Maclean Computing in liquidation
The Companies Office says Waterstone Insolvency was appointed as liquidators on July 13, with the first liquidator report due on July 19.
Waterstone will take over the management and running of the business, including the handling of its assets.
It also has final say on whether Maclean will continue to trade, a decision likely to affect Maclean’s clients, which it claims on its website to include Hubbards, Les Mills International, Hyundai, and more than 100 other businesses.
The government’s Insolvency and Trustee Service says most businesses put into liquidation usually close down.
The future of Maclean’s 50 staff also looks precarious, as the liquidators will seek to reduce cost to best make returns for Maclean’s outstanding creditors.
Computerworld is seeking comment from Maclean and Waterstone.
Last year, Maclean announced that it was outsourcing its procurement business to Acquire, a move that CEO Chris Maclean at the time described as a "win-win for everyone".
“As our market, and our business matures, we are keen to focus our resources on the areas that offer customers the best return. Our core strength is in building and supporting Rock Solid IT foundations, not procurement, so this partnership delivers an improved service for customers and a tighter focus for ourselves,” he said at the time.
Back in 2010, after 16 years in business, Maclean unveiled a new logo and tagline, 'rock solid IT'.
“It reflects our core focus which is concentrating on the infrastructure and foundation side," said marketing manager Andrew Charlesworth at the time of the announcement. "The tagline suggests that if you have a solid foundation than you can build the rest of the business on top of that.”
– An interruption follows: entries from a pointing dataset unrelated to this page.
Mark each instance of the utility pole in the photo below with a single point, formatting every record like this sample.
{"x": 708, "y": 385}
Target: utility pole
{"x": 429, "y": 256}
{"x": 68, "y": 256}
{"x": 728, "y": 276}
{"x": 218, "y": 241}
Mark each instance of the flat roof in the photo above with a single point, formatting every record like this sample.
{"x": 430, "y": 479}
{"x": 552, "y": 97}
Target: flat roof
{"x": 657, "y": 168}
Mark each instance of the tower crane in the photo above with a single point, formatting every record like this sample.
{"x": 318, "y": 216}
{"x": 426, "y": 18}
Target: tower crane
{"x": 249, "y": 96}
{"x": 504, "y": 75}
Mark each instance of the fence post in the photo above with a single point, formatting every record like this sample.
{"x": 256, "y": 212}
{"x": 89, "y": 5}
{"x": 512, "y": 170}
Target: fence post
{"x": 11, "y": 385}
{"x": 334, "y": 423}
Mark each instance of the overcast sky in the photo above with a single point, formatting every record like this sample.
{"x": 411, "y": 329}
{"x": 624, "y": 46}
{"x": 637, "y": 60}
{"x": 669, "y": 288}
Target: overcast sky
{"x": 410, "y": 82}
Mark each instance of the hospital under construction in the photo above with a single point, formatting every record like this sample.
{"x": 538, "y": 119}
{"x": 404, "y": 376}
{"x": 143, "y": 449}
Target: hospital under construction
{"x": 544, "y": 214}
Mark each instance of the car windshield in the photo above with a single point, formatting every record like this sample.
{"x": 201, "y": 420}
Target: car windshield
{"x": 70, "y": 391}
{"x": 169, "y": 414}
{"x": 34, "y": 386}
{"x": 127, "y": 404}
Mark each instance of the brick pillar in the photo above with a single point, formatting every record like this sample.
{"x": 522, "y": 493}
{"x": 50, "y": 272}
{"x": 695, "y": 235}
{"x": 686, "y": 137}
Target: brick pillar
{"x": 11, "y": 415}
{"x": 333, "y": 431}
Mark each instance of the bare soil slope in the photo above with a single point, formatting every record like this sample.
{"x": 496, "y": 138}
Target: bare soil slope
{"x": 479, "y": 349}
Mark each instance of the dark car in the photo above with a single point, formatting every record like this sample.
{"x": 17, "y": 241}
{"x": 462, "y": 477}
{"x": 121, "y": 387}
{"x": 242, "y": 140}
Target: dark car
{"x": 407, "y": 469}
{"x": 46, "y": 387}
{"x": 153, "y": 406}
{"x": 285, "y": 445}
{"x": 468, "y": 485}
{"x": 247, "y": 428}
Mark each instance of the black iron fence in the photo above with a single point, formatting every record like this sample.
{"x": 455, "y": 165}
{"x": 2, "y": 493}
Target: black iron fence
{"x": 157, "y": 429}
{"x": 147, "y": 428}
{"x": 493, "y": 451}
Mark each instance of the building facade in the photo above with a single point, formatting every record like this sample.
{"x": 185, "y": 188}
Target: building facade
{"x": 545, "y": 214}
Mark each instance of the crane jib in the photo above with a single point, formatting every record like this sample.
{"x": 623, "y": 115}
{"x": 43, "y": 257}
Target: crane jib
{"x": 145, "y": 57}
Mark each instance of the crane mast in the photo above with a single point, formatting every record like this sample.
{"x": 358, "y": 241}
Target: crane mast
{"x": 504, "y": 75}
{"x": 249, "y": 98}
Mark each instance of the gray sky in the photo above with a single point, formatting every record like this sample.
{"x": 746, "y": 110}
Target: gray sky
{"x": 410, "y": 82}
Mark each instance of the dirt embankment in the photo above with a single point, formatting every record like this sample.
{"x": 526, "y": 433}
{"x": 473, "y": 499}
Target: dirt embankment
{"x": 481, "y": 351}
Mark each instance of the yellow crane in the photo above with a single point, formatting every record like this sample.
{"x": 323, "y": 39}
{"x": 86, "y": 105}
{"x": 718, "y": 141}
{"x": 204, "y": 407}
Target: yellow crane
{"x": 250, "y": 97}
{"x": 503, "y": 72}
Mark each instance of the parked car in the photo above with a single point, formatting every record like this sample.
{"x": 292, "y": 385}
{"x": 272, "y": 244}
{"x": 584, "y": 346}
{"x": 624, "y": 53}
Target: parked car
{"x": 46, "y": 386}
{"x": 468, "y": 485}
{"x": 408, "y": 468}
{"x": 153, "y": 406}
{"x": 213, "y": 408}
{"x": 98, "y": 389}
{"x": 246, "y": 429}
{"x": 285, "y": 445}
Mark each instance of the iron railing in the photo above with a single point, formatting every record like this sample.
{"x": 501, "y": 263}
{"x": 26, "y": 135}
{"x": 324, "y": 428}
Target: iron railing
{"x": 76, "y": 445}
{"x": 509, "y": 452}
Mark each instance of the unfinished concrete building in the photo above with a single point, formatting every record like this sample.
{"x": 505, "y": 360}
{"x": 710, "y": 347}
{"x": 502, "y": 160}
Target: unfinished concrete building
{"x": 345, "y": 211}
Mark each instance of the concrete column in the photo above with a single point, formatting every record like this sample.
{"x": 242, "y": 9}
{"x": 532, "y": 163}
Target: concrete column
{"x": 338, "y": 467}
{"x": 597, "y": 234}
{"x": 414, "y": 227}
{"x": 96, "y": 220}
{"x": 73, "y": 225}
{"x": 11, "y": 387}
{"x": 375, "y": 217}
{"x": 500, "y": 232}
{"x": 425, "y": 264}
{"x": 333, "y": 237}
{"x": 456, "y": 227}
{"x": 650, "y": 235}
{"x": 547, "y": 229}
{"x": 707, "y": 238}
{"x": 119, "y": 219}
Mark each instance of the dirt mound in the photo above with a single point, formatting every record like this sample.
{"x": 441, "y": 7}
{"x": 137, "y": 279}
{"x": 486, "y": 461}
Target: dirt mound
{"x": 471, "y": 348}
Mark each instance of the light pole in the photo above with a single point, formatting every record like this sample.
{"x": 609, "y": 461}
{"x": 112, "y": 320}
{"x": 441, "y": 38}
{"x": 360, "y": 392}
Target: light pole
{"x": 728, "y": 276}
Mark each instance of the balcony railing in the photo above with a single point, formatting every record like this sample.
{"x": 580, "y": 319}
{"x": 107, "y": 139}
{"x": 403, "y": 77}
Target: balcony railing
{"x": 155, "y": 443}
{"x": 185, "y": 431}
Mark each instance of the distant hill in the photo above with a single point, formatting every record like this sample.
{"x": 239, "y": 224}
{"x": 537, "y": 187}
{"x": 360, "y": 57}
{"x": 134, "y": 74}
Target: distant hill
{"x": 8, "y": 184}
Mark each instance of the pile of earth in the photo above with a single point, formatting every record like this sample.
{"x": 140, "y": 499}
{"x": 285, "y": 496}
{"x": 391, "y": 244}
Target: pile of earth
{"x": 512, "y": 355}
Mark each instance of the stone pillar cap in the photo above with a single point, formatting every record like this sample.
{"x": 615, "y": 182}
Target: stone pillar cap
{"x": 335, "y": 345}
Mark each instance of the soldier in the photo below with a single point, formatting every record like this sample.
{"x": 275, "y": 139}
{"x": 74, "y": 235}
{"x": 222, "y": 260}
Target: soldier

In February this year, Maclean passed on its smaller customers to Belton IT. At the time, Maclean described the move as the second part of a two-part process, with the first being to pass procurement to Acquire. “The first phase of this strategy implementation was our decision to partner with Acquire for product procurement. Whilst clearly an important part of any relationship with customers, we don’t believe that procurement is a core part of our value proposition. We also believe that procurement (the transaction itself as opposed to the design) has been largely commoditised, which means the primary decision factor becomes price rather than the transaction service," said Maclean.